30 cold first-write iterations and 30 warm open-write iterations completed.

ScenarioMedian msP95 ms
cold first-write9.46224.106
warm open-write5.30922.902

The cold median overhead was 4.153 ms. That is small enough for CLI observability. The cost was not one slow command. The cost was thousands of short-lived commands touching the schema path and occasionally losing the write lock.

what did not happen #

There was a tempting bigger fix: make JSONL the primary store, then ingest it into the database later. One review pass caught that 460-line redesign before it landed. It would have added a new primary write path, a replay protocol, and a second source of truth. The actual P1 fix was one schema check in configure_conn.

That is the useful lesson. When a database backend change reduces a failure but does not eliminate it, the next move is not always a larger architecture. Sometimes the hot path is doing a tiny write-lock operation thousands of times per day.

the shape now #

meta.db is a turso SQLite database with WAL and a 10s busy timeout. Writer APIs live behind netsky_db::Db. Failed writes append one JSONL line to the error spool. Read-side analytics snapshot rows into Arrow and query them through DataFusion.

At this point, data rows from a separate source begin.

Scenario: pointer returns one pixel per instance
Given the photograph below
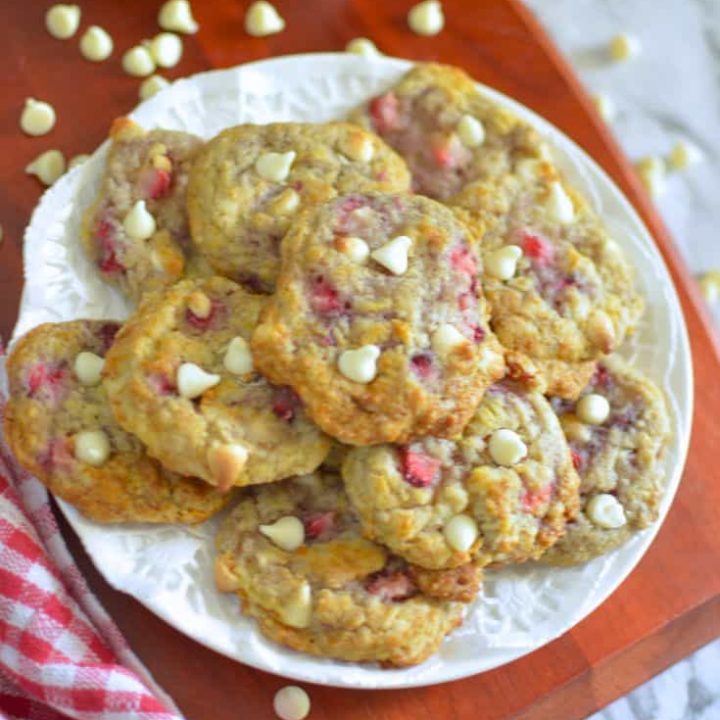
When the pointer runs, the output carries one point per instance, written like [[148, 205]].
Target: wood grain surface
[[671, 603]]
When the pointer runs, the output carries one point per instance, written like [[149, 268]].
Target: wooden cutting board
[[671, 603]]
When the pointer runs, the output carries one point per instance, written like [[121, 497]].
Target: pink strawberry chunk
[[384, 112], [537, 248], [391, 586], [418, 469], [319, 525]]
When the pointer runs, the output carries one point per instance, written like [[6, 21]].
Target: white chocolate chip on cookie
[[506, 447], [605, 511], [360, 365], [288, 533]]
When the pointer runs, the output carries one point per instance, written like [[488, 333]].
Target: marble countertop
[[670, 91]]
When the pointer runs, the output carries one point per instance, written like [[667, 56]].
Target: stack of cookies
[[388, 344]]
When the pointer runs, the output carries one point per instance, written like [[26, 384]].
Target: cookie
[[59, 425], [618, 431], [250, 181], [378, 321], [500, 493], [446, 131], [293, 553], [141, 247], [181, 377], [560, 290]]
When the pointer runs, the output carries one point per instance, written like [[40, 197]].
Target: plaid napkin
[[61, 656]]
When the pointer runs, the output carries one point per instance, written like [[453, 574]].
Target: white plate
[[168, 569]]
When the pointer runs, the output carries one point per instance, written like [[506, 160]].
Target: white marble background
[[670, 91]]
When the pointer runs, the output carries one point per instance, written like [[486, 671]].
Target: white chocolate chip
[[78, 160], [593, 409], [176, 15], [605, 511], [470, 131], [362, 46], [506, 447], [446, 338], [48, 167], [560, 205], [139, 223], [502, 263], [193, 381], [360, 365], [88, 368], [138, 61], [226, 462], [166, 49], [95, 44], [288, 533], [153, 85], [683, 155], [291, 703], [238, 358], [92, 447], [393, 255], [297, 611], [652, 172], [263, 19], [354, 248], [605, 107], [62, 21], [426, 18], [274, 167], [624, 47], [38, 117], [460, 532]]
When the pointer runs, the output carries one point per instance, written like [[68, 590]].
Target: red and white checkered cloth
[[61, 656]]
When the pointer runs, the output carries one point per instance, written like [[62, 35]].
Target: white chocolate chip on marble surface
[[393, 255], [291, 703], [48, 167], [288, 533], [506, 447], [37, 118], [263, 19], [78, 160], [88, 368], [166, 49], [683, 155], [238, 358], [446, 338], [152, 85], [426, 18], [471, 131], [138, 61], [653, 172], [359, 365], [193, 381], [176, 15], [139, 223], [226, 462], [605, 106], [275, 167], [356, 249], [92, 447], [62, 21], [502, 263], [460, 532], [593, 409], [560, 205], [605, 511], [624, 47], [96, 44], [362, 46]]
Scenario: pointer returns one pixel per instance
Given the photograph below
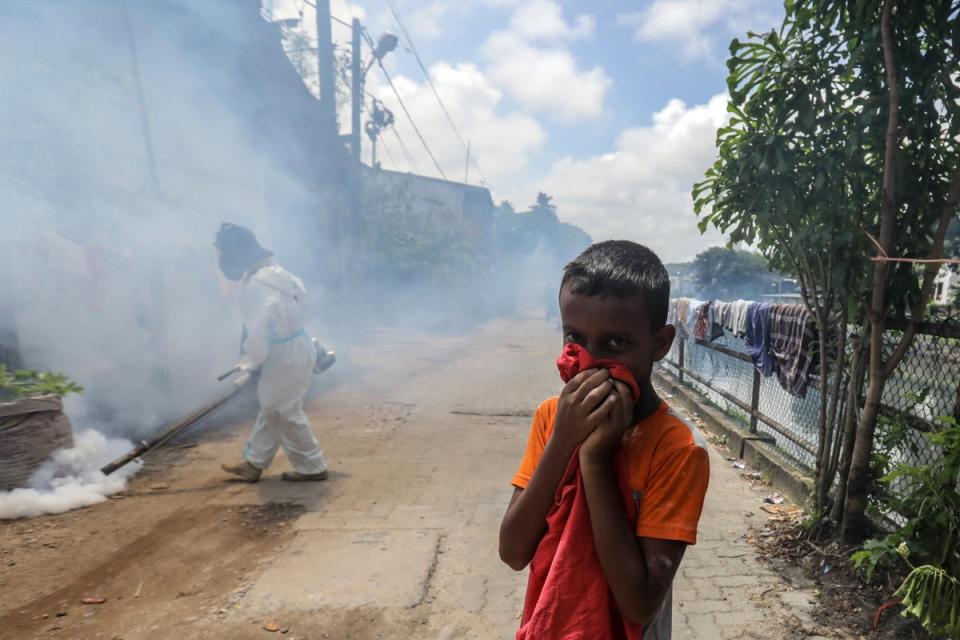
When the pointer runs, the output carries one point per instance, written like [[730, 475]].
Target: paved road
[[406, 533], [399, 543]]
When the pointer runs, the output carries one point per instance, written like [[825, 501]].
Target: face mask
[[232, 268]]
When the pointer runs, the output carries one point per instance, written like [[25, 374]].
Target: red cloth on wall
[[575, 359], [567, 594]]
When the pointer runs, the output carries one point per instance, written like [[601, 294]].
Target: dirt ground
[[180, 553], [422, 437]]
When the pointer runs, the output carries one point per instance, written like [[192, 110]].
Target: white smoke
[[71, 479]]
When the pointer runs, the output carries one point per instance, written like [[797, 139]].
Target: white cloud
[[641, 190], [426, 22], [531, 59], [546, 80], [697, 27], [543, 20], [502, 144]]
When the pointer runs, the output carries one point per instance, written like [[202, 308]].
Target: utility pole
[[325, 69], [141, 102], [356, 90]]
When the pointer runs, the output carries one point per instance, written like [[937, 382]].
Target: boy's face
[[616, 329]]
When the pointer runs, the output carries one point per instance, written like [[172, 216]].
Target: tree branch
[[930, 272]]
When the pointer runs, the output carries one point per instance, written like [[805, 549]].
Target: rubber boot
[[245, 471], [296, 476]]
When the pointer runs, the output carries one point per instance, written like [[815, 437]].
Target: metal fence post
[[680, 369], [755, 400]]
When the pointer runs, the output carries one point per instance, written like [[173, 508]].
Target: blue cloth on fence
[[758, 337]]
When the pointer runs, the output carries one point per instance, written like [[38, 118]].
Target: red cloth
[[575, 359], [567, 594]]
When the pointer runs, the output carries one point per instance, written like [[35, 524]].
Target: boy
[[611, 486]]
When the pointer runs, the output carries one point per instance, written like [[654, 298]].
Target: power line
[[332, 17], [436, 94], [412, 123]]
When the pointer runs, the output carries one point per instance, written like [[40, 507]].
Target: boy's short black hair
[[621, 268]]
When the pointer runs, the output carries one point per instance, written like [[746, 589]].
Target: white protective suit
[[278, 346]]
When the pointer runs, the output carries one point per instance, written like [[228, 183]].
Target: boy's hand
[[602, 443], [585, 402]]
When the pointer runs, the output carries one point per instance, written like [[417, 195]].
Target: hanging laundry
[[704, 327], [793, 346], [683, 309], [723, 313], [738, 317], [690, 320], [715, 330], [758, 336]]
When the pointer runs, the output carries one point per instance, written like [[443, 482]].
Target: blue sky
[[610, 107]]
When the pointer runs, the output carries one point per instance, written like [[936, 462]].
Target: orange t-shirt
[[668, 464]]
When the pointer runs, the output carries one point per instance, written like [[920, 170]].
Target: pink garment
[[575, 359], [567, 594]]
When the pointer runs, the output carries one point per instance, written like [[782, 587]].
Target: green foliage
[[422, 235], [727, 274], [800, 164], [23, 383], [518, 235], [927, 498], [933, 597]]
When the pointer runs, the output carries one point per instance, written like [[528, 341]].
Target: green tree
[[726, 274], [830, 143]]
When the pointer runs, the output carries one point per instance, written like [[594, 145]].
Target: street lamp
[[385, 44]]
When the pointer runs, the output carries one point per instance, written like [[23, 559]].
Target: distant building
[[404, 203], [946, 286]]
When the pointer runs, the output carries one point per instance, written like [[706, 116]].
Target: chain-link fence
[[925, 386]]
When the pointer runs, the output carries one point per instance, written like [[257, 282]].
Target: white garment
[[739, 323], [278, 346]]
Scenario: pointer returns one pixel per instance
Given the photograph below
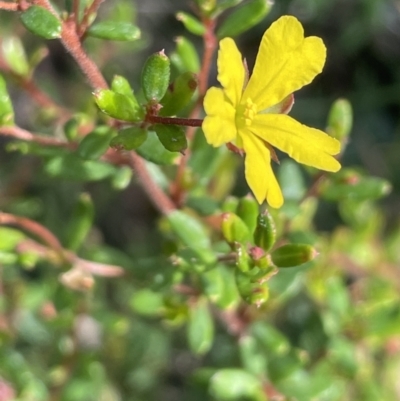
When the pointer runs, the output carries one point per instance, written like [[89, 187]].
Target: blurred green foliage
[[102, 297]]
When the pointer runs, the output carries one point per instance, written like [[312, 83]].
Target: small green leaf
[[172, 137], [292, 255], [80, 222], [247, 210], [200, 328], [41, 22], [340, 119], [118, 106], [236, 385], [6, 108], [265, 232], [192, 234], [155, 76], [185, 58], [153, 151], [96, 143], [14, 55], [234, 229], [72, 167], [192, 24], [122, 178], [121, 85], [179, 94], [129, 138], [244, 18], [114, 30]]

It is not a queue. The filesystem-backed agent bus coordinates work. meta.db records that work happened.

It is not the source of truth for live operational state. State files, pane hashes, and restart markers remain authoritative for what the system is doing right now.

It is not proof that the database path can never lock again. Three things are proved: the old redb open-lock failure is gone. The turso topology handles the current concurrent-writer shape. The post-swap lock storm was fixed at c1ac194.

The short version: 09844c1 made the backend capable of the workload. c1ac194 stopped the workload from taking an unnecessary DDL lock on every open. e782375 made the fallback log worth trusting when the database still misses. The replay tool is still a separate problem.